Majority of the provisions and the related rules under the Companies Act, 2013 have now become effective and are operational. In addition to the various forms of companies that already existed under the Companies Act, 1956 (which will eventually be superseded by the Companies Act, 2013), the Companies Act, 2013 has introduced the concept of 'One Person Company ("OPC")' in India.  Globally, there are numerous jurisdictions, such as the United Kingdom, Singapore, China and the USA that provide for an individual to form a single member company.

Under the Companies Act, 2013 ("Act") the OPC is defined as 'a company which has only person as a member'. The rules regulating the OPC are provided in the Companies (Incorporation) Rules, 2014 ("Rules"). The Rules provide that only a natural person who is an Indian citizen and resident in India shall be eligible to incorporate an OPC and shall be a nominee for the sole member of a One Person Company.

The term 'resident in India' means a person who has stayed in India for a period of not less than one hundred and eighty two days during the immediately preceding one calendar year.  Therefore, an individual who is a non-resident in India cannot incorporate an OPC in India.

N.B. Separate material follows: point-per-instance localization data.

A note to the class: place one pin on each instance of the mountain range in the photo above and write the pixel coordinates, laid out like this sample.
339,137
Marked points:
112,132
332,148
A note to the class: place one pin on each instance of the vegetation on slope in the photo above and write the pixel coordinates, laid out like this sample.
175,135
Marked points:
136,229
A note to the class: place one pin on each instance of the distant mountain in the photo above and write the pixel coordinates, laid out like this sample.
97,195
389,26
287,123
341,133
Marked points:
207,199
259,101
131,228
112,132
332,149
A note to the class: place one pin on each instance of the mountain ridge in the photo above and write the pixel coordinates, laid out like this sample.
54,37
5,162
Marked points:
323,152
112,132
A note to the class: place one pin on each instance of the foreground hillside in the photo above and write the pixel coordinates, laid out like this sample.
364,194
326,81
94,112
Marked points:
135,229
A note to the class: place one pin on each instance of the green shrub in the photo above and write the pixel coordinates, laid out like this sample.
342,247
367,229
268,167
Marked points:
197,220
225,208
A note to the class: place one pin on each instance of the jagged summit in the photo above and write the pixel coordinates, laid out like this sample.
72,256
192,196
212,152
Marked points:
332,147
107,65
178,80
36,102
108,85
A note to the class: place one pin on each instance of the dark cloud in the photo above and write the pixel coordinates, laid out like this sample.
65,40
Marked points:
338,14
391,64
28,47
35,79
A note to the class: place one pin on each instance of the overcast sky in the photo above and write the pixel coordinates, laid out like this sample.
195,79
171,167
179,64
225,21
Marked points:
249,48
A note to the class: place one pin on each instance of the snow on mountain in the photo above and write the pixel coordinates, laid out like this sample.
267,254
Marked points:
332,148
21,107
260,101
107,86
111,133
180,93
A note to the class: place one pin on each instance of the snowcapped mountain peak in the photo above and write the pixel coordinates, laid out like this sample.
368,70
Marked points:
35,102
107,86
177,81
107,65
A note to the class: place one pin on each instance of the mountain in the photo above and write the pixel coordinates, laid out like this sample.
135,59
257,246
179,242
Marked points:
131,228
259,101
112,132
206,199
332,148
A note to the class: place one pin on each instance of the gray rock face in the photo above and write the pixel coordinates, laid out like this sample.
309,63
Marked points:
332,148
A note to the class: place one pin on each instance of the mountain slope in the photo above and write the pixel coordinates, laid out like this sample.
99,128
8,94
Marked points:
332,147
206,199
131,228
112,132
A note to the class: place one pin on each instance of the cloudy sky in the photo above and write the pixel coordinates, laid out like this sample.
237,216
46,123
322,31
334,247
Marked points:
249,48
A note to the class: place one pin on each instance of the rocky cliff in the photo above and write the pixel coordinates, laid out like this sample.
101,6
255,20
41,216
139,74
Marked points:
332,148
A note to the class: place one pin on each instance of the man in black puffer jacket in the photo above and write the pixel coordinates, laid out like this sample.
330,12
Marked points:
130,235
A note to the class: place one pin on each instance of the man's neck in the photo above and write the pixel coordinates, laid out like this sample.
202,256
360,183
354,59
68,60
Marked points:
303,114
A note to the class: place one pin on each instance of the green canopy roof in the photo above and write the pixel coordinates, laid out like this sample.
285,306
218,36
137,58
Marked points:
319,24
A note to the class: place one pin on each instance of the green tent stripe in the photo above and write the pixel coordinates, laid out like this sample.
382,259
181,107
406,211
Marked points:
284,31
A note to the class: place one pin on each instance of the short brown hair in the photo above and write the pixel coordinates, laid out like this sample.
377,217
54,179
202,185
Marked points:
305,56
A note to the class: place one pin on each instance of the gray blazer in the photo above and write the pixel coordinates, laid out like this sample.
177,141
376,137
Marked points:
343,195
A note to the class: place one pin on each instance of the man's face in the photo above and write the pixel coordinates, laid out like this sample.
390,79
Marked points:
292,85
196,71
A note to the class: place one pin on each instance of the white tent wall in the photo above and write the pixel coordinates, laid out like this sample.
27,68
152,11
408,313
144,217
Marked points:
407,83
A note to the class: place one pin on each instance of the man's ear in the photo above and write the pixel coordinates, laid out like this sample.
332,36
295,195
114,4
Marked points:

The Rules further provides that, no person shall be eligible to incorporate more than one OPC or become nominee in more one such company. The other restrictions that are applicable to an OPC are – an OPC cannot be incorporated to converted into a Section 8 companies, which are companies formed with charitable objects etc., under the Act.  Further, such companies cannot undertake Non-Banking Financial Investment activities including investment in securities of any body corporate.  Also, no such company can voluntarily convert into in any kind of company unless two years have expired from the date of incorporation of the OPC, except when the threshold limit, with respect to the paid up capital, is increased beyond Rs 5,000,000 (Five million) or its average annual turnover during the relevant period exceeds Rs 20,000,000 (Twenty million) ("Threshold") .

The subscriber of memorandum of OPC shall indicate the name of another person, with its prior written consent in the prescribed form, who shall, in the event of the subscriber's death or incapacity to contract, become the member of the company.  The written consent of such person shall also be filed with the Registrar at the time of incorporation along with the Memorandum and Articles. This person may withdraw his consent by giving notice to the sole member and to the OPC. It shall be the responsibility of the sole member to nominate another person within fifteen days from the date of receipt of the withdrawal by the person.

All OPC shall have the words 'One Person Company' in brackets below the name of the OPC, wherever it is printed or affixed.

In the event of default with the Rules the OPC or any officer of the OPC shall be punishable with fine which may extend to ten thousand rupees and with a further fine which may extend to one thousand rupees for every day after the first during which such contravention continues.

In the event, an OPC crosses the prescribed Threshold, it shall cease to be an OPC and within six months from the date of exceeding the Threshold, the OPC shall be required to convert into private company or a public company and comply with all regulations applicable to such companies and also accordingly alter the articles of association and memorandum of such company, as applicable.

OPC as a legal entity will be beneficial to entrepreneurs who have been looking for an option in between a sole proprietorship form of business and a private limited company form. OPC provides opportunities to entrepreneurs to limit their liability as opposed to functioning as a sole proprietor for whom the liability is unlimited. Further, operating as an OPC will help in procuring investments from investors which prefer dealing with registered entities or also procuring finance from financial institutes. Further, an OPC structure to a large extent provides operational flexibility when compared to a private limited company. For example, for an OPC, board meetings are required to be undertaken once every half year and annual general meetings are required to be conducted by way of maintaining minutes. Further, physical meeting is not required.

While the provisions under the Act with respect to OPC are effective as on date, there is no clarity with respect to the tax rates that are applicable to an OPC; restrictions, if any, with respect to the contracts that a Director of an OPC can enter into. Further, from the plain reading of the Rules, those need further clarification, for instance, restrictions on investment in securities of any body corporate. Does it mean that, subject to the Thresholds, an OPC cannot purchase / subscribe to shares of any company (not an OPC)?

Unlike the Companies Act, 1956, wherein the private limited companies had lesser compliance in comparison to the Act, OPC is a beneficial option for entrepreneurs as an alternate option.

The content of this article is intended to provide a general guide to the subject matter. Specialist advice should be sought about your specific circumstances.